Read this wisdom-filled guide before you begin prepping

So you finally decided it’s high time to prepare for a potential crisis or a natural disaster. Whatever your reasoning for taking up prepping, an article in Survivopedia has some strong suggestions about your starting position and priorities.

The first and more important thing is to learn the basics of survival. Determine your main priorities, decide between bugging out or bugging in, find out the right food to stockpile, calculate the amount of water you will need to stay alive, and so on.

Think of all the possible disasters that are most likely to hit your location. Determine how badly each event will change your life. This will let you prioritize a crisis, although you should also prepare for other threats. (Related: How to prevent bug bites in the wild.)

Grow your stockpile

Now it is time to start building your stockpile. Get the essentials first: Food, water, and a means of keeping cool or warm, depending on the climate.

The trick is to stockpile a small amount of each essential item at the same time. It won’t do if you have a lot of food but no water, and vice versa.

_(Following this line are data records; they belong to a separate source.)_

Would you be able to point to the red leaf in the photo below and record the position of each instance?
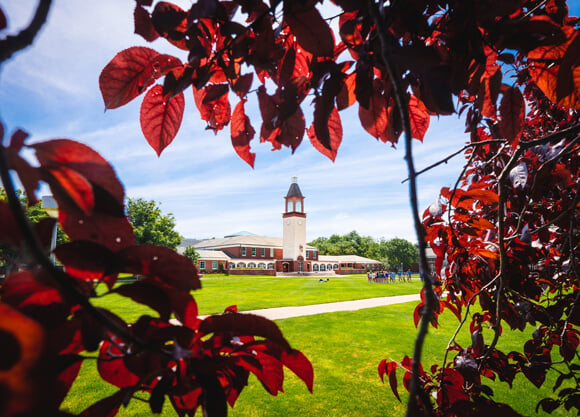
(54, 154)
(244, 325)
(419, 118)
(484, 196)
(347, 97)
(144, 24)
(392, 372)
(374, 119)
(161, 117)
(288, 132)
(127, 75)
(311, 30)
(300, 365)
(242, 84)
(25, 290)
(417, 313)
(130, 72)
(217, 112)
(73, 185)
(85, 260)
(112, 368)
(271, 374)
(170, 21)
(242, 133)
(451, 307)
(511, 111)
(334, 130)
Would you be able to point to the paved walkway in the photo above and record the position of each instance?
(297, 311)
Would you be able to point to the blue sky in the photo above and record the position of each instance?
(51, 91)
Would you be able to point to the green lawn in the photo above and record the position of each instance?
(345, 349)
(250, 293)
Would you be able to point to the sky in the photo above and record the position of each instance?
(51, 91)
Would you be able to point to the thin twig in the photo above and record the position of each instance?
(430, 299)
(454, 154)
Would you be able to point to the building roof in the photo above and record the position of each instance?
(188, 242)
(244, 240)
(347, 259)
(212, 255)
(242, 233)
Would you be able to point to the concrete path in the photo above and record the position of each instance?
(297, 311)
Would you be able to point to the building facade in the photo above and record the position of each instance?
(245, 253)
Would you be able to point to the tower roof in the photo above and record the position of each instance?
(294, 190)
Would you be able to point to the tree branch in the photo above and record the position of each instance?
(430, 298)
(454, 154)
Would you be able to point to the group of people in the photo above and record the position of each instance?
(389, 276)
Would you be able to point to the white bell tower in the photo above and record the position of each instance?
(294, 223)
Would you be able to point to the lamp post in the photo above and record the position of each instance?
(48, 204)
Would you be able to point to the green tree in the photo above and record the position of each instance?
(151, 225)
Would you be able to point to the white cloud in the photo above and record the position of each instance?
(52, 91)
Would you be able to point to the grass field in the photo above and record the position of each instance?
(345, 349)
(250, 293)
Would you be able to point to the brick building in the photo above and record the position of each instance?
(246, 253)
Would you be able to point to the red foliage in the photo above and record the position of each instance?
(506, 237)
(47, 320)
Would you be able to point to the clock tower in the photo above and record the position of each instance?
(294, 225)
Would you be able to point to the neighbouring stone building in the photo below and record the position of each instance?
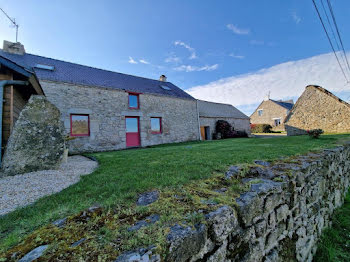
(105, 110)
(318, 108)
(210, 113)
(272, 112)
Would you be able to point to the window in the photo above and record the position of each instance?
(134, 101)
(156, 125)
(277, 121)
(79, 125)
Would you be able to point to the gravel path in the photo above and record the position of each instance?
(21, 190)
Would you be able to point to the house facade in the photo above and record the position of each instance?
(210, 113)
(318, 108)
(272, 112)
(104, 110)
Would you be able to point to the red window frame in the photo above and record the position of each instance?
(138, 100)
(71, 126)
(160, 126)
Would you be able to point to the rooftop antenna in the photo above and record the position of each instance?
(13, 21)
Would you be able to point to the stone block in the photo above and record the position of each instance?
(37, 140)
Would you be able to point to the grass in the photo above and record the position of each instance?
(123, 174)
(334, 245)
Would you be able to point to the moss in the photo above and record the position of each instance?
(106, 230)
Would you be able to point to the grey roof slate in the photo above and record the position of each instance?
(211, 109)
(84, 75)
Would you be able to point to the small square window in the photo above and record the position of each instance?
(156, 125)
(134, 101)
(277, 121)
(79, 125)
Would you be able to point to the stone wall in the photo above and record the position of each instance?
(237, 124)
(270, 111)
(280, 217)
(318, 108)
(107, 109)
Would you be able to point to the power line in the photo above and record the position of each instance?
(12, 21)
(336, 27)
(324, 28)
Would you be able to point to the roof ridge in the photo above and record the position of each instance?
(329, 93)
(106, 70)
(215, 102)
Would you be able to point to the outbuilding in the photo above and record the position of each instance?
(210, 113)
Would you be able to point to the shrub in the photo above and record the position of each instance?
(261, 128)
(314, 133)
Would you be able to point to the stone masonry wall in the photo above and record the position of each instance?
(280, 217)
(107, 109)
(317, 108)
(270, 111)
(237, 124)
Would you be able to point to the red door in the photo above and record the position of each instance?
(132, 131)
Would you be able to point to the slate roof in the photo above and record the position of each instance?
(286, 104)
(210, 109)
(84, 75)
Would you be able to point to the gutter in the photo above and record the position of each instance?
(4, 83)
(199, 124)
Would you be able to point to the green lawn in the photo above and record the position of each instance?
(335, 241)
(123, 174)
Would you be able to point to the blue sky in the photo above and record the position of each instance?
(192, 42)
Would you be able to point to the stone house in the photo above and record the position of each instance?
(104, 110)
(210, 113)
(272, 112)
(318, 108)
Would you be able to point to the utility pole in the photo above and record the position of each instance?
(13, 21)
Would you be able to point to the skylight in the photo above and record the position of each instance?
(45, 67)
(165, 87)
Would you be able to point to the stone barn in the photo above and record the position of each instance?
(272, 112)
(210, 113)
(318, 108)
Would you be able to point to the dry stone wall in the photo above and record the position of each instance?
(280, 217)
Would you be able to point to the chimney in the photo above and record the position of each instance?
(13, 48)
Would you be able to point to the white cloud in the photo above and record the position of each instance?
(256, 42)
(237, 30)
(132, 61)
(296, 18)
(285, 81)
(189, 48)
(190, 68)
(172, 58)
(143, 61)
(237, 56)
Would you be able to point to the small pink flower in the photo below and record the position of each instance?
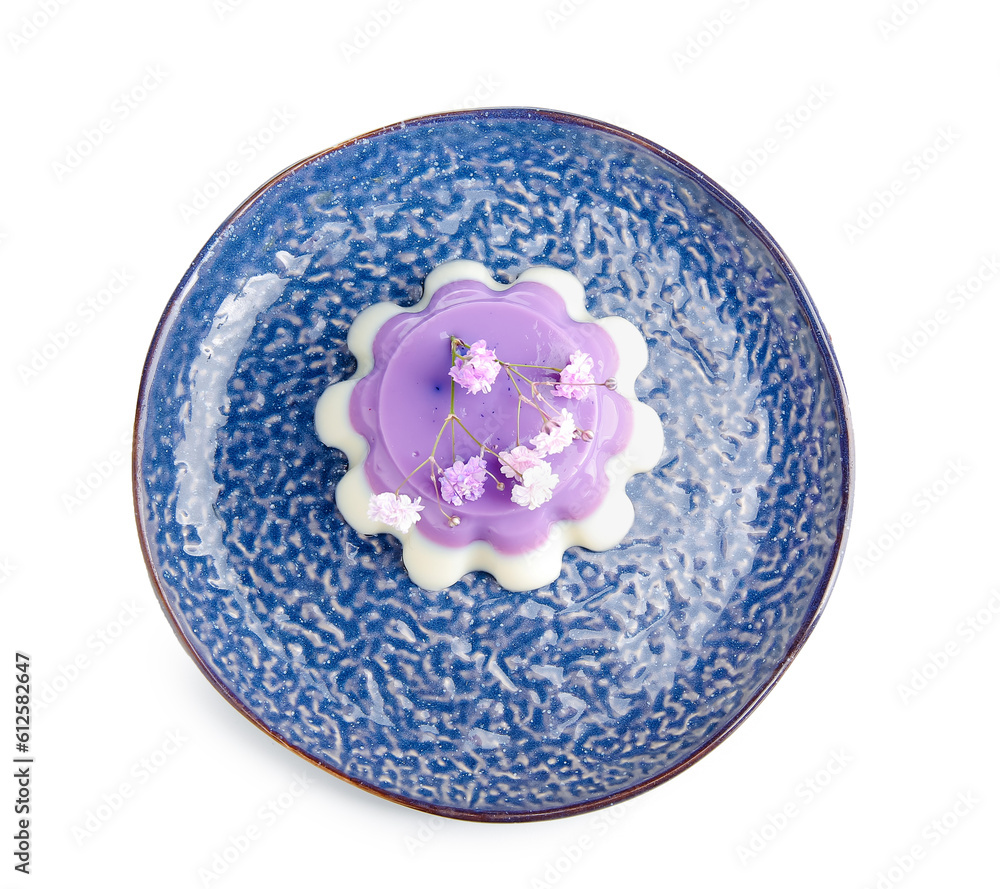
(397, 511)
(576, 379)
(536, 486)
(477, 370)
(516, 462)
(464, 481)
(556, 436)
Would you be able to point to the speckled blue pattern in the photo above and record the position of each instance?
(477, 701)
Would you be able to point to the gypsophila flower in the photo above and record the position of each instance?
(576, 379)
(464, 481)
(397, 511)
(477, 370)
(536, 486)
(516, 462)
(556, 436)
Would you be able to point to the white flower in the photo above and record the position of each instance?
(536, 487)
(398, 512)
(576, 379)
(556, 436)
(515, 463)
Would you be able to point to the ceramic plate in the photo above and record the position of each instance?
(476, 702)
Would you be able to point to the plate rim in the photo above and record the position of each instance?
(829, 362)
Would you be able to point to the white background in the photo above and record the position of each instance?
(872, 763)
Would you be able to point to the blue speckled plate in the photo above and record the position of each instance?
(476, 702)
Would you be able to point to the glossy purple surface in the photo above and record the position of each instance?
(401, 405)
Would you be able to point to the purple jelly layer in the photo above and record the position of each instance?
(401, 405)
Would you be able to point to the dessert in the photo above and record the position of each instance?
(541, 446)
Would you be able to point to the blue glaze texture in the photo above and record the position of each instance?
(476, 701)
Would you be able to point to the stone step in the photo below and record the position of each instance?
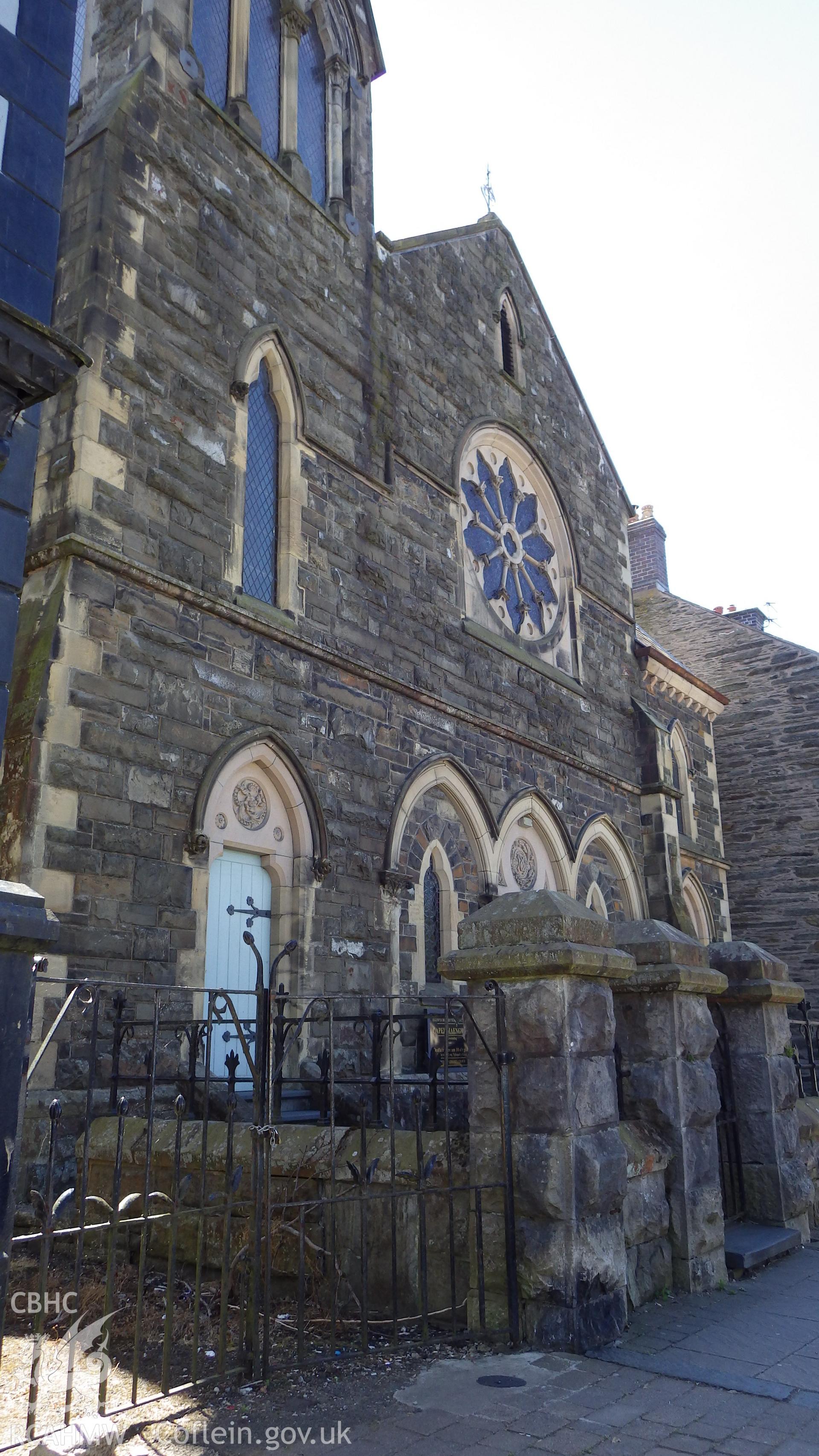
(748, 1245)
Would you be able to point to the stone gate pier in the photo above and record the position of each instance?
(555, 962)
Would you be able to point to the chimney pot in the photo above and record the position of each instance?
(646, 549)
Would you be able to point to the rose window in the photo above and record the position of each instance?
(508, 542)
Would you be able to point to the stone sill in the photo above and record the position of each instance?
(264, 609)
(521, 656)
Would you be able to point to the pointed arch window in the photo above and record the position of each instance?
(313, 111)
(210, 35)
(264, 67)
(78, 53)
(261, 491)
(431, 925)
(677, 782)
(507, 347)
(510, 340)
(681, 779)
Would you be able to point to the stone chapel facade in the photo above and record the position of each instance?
(328, 607)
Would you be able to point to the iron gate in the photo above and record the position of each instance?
(300, 1208)
(805, 1046)
(728, 1128)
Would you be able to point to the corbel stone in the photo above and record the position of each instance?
(665, 1036)
(766, 1087)
(322, 868)
(553, 962)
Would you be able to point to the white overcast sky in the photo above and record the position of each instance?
(658, 163)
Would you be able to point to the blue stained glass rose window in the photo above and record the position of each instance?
(508, 541)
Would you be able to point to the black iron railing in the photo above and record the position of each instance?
(805, 1042)
(203, 1240)
(728, 1126)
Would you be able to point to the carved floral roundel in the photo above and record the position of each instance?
(524, 864)
(510, 543)
(251, 804)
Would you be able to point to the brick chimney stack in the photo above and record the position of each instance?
(646, 548)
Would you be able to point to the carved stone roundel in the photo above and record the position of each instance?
(251, 804)
(524, 864)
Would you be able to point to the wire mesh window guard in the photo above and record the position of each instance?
(431, 925)
(165, 1206)
(264, 57)
(78, 53)
(677, 779)
(312, 111)
(212, 37)
(507, 343)
(261, 491)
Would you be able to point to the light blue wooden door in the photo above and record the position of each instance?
(239, 889)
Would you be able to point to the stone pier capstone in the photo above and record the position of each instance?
(665, 1036)
(766, 1088)
(553, 962)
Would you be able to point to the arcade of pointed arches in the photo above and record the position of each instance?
(529, 849)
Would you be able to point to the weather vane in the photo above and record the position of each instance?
(488, 191)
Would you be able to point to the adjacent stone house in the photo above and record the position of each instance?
(769, 755)
(328, 613)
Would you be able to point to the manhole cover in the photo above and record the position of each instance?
(505, 1382)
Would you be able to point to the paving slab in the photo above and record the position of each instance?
(744, 1337)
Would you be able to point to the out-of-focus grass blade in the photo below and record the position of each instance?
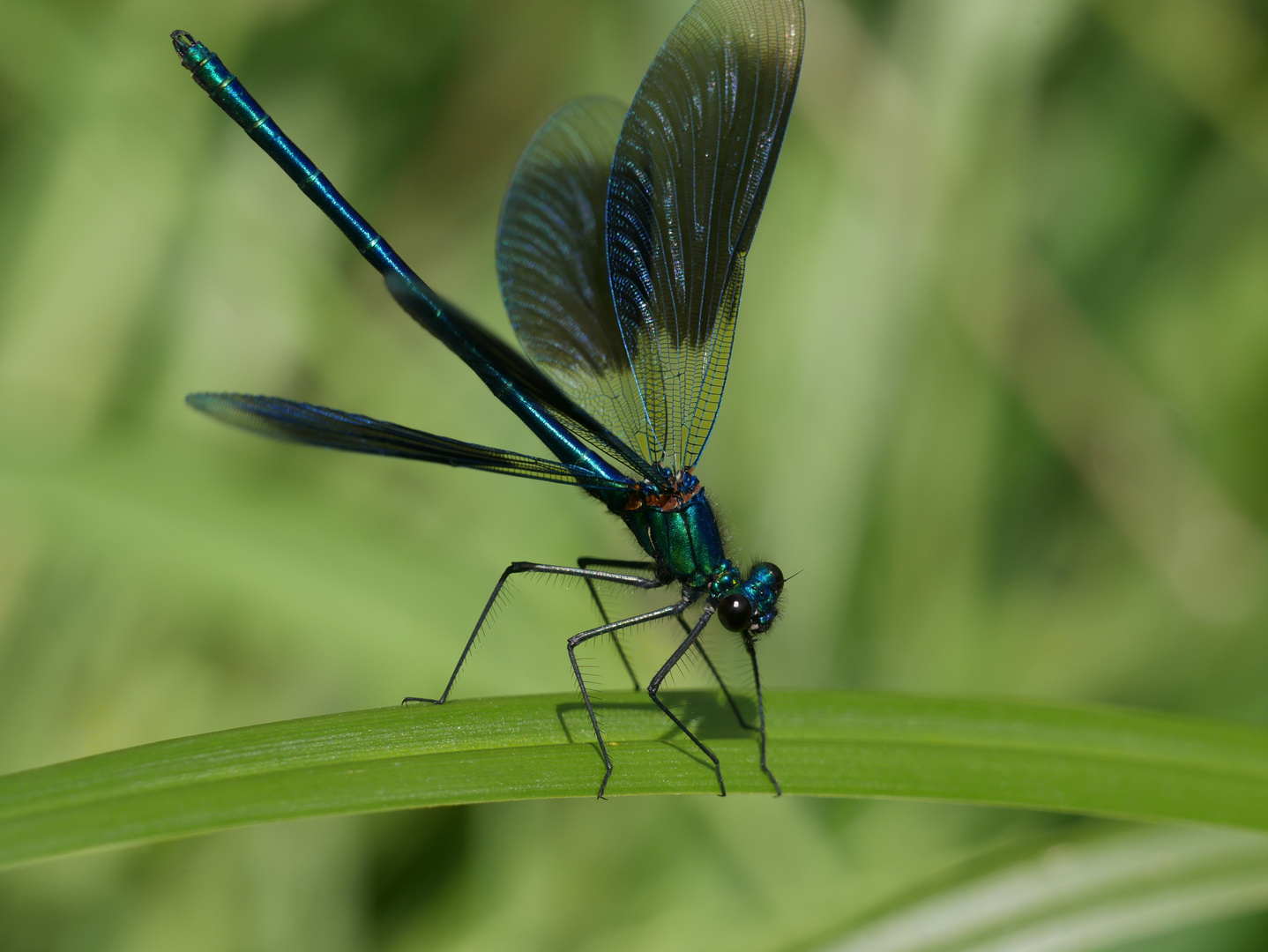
(1109, 762)
(1079, 896)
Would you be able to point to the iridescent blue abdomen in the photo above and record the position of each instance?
(685, 543)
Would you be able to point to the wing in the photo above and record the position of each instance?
(689, 178)
(552, 264)
(501, 367)
(339, 430)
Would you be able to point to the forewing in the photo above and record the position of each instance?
(339, 430)
(552, 264)
(689, 178)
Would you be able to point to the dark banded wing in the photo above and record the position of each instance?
(339, 430)
(689, 178)
(552, 264)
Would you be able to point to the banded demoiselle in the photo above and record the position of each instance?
(620, 257)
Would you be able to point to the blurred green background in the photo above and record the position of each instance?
(999, 396)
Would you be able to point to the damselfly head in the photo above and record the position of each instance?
(753, 605)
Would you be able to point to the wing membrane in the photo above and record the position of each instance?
(552, 264)
(339, 430)
(689, 178)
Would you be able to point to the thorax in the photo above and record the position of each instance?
(680, 532)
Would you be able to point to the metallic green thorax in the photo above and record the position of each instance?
(685, 543)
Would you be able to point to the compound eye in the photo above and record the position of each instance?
(776, 582)
(735, 613)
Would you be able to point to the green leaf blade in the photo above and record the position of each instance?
(1078, 760)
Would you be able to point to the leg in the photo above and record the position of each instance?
(761, 714)
(654, 686)
(688, 598)
(516, 568)
(721, 683)
(586, 562)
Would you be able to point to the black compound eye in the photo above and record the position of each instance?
(776, 581)
(735, 613)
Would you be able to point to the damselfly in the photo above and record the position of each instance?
(620, 255)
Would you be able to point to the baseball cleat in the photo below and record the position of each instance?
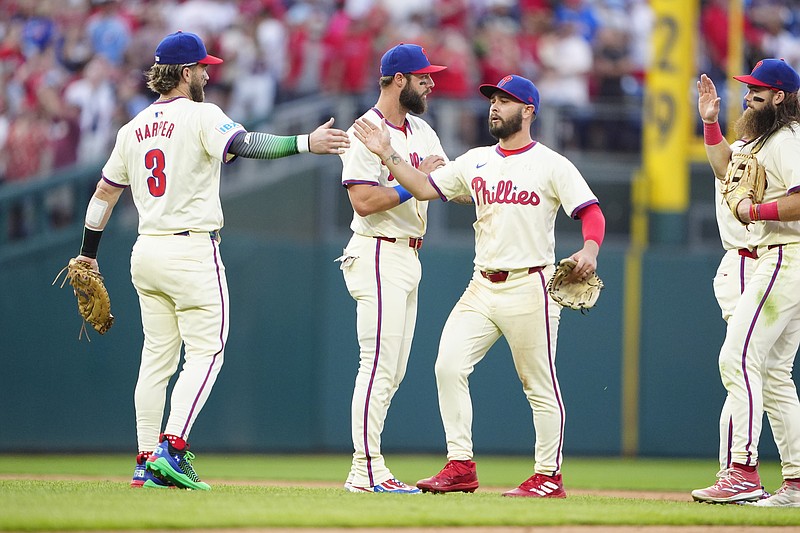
(174, 464)
(786, 496)
(392, 485)
(144, 478)
(456, 476)
(539, 486)
(736, 485)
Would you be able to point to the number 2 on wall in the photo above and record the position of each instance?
(157, 181)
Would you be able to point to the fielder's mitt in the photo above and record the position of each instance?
(580, 295)
(745, 178)
(94, 305)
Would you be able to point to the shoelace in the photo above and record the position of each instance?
(185, 462)
(454, 468)
(733, 478)
(536, 481)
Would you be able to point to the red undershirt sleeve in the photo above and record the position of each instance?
(593, 223)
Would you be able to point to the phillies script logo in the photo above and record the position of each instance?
(505, 193)
(413, 158)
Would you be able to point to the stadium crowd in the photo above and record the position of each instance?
(71, 71)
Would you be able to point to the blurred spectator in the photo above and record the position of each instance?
(714, 36)
(776, 40)
(207, 18)
(566, 61)
(38, 27)
(347, 53)
(109, 32)
(536, 21)
(94, 95)
(253, 85)
(73, 49)
(497, 49)
(580, 13)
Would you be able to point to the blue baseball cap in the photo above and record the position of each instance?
(183, 48)
(407, 59)
(518, 87)
(773, 73)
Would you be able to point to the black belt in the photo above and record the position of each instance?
(499, 276)
(214, 234)
(413, 242)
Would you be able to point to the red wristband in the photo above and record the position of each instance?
(768, 211)
(712, 134)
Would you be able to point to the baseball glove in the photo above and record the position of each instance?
(94, 304)
(579, 295)
(745, 178)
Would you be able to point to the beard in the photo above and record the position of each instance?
(413, 101)
(755, 123)
(506, 128)
(196, 90)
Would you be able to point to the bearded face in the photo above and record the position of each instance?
(755, 122)
(504, 128)
(412, 100)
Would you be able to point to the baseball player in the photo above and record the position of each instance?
(737, 263)
(517, 186)
(380, 264)
(763, 330)
(169, 155)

Build up enough essential supplies for one week. Then you can move to other necessities, such as medical supplies and weapons.

Once you have enough to last a week, expand it to a month’s worth of supplies. Again, alternate between basic and supplemental material.

Repeat this until you think you have enough to last you for the crisis. Most preppers aim for a minimum of six months to a year.

Make sure the supplies will last a long time. The food must be preserved, the water must be stored, and so on.

Get the right tools

Supplies are good, but the right equipment is better as it will be able to provide your needs better than the best stockpile.

A good example involves water. A single person needs a gallon every day. And that is just drinking water. It doesn’t cover the water you will use for laundry, gardening, and the like.

You cannot stockpile enough water to cover your needs for a year. But you can get equipment that can collect and clean water. Water distillers and purifiers will allow you to replenish your stockpile over the long term.

Likewise, your stockpile of canned food will one day run out. You will need to make more food, which calls for a way to grow fresh food, such as a survival garden or a backyard poultry farm. Then you will need to preserve that food by canning or drying it.

Learn survival skills

The only thing better than equipment is the skill to create those tools. Learn how to make your own survival gear, preferably by improvising with what materials you have at hand but also by building up a workshop to make simple but proper tools.

There is a slim but existent chance that a disaster will completely destroy your shelter, your supplies, and your equipment. Or you might get swept into a survival situation when you are away from your gear.

If that happens, you must have the survival skills and knowledge to keep yourself alive until you can make it back. Carrying a bug-out bag or survival kit with you at all times will help, but if you do not know what to do in an emergency, you are doomed.

Last but not least, avoid getting sidetracked by the desire for comfort. Focus on what will keep you alive when SHTF instead of what will make your life more comfortable.